Her restored sense of well-being faltered when she saw that Nova’s door was closed.

And locked.

Cat rapped gently. “Beth? Are you in there? I was downstairs in my office doing paperwork—I should have left a note.”

When no answer came after several seconds, Cat put more force into her knock. “Beth?”

Perhaps she’d fallen asleep again here, the effects of the drug not being completely worn off. Cat pounded.

“Beth! Wake up!”

“You wake up!” Nova’s voice was clear and bold, magnified rather than muffled by the wood between her and the doctor, as if she were shouting into a megaphone. “She knows about Garner, you fraud.”
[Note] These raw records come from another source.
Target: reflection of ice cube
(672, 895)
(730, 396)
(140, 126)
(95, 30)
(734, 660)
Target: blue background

How could Beth know Garner was in her office even now, sickened by the same fungus that had sickened Nov—

This was not what Nova meant. Beth knew Garner was alive. Cat rattled the doorknob, and when that didn’t yield, she pressed both hands to the door and pressed her forehead into the wood.

“What did you tell her?” Cat demanded.

“I told her you’re a killer.”

“That’s a lie. You’re . . . you’re unstable. Crazy with grief.”

“I’ll prove it eventually.”

Panic did a cannonball dive into Cat’s pool of calm. “Prove what?”

“You’re no more a doctor than I am.”

“Where’s Beth?”

“You killed—”

“Where is she!”

“—my baby.”

“You can’t kill a fetus,” Cat hissed. “I saved a baby from a miserable life with you, you pathetic creature.”

It was Nova’s silence that returned Cat’s words to her like a verdict. Her confession was out there, impossible to retract.

“I could have helped you,” Cat said, but she didn’t care if Nova heard her or replied. Nova was the least of her concerns now. Cat fled down the stairs and back to her offices, to Garner, to the only person she’d ever known who’d appreciated her love and returned it.

She couldn’t stay in Burnt Rock. Nor could Garner. They had to leave. Now, within the hour, before the sunlight exposed all of Cat’s lies.

She went to her desk first. She closed her computer and slipped it into her case. The laptop contained all the most important components of her false life—passwords and résumés and diplomas and operational ID numbers, all of which had cost her so much money—and contact information for the people who could provide all that to her again.

The thought of beginning once more after so little time brought an ache to Cat’s head. Could she do it? Could she enter another town, another set of lives, with a life of her own so perfectly groomed and presented that they couldn’t help but love her? The false her? The doctor who was no longer a doctor, who gave so much and asked for so little?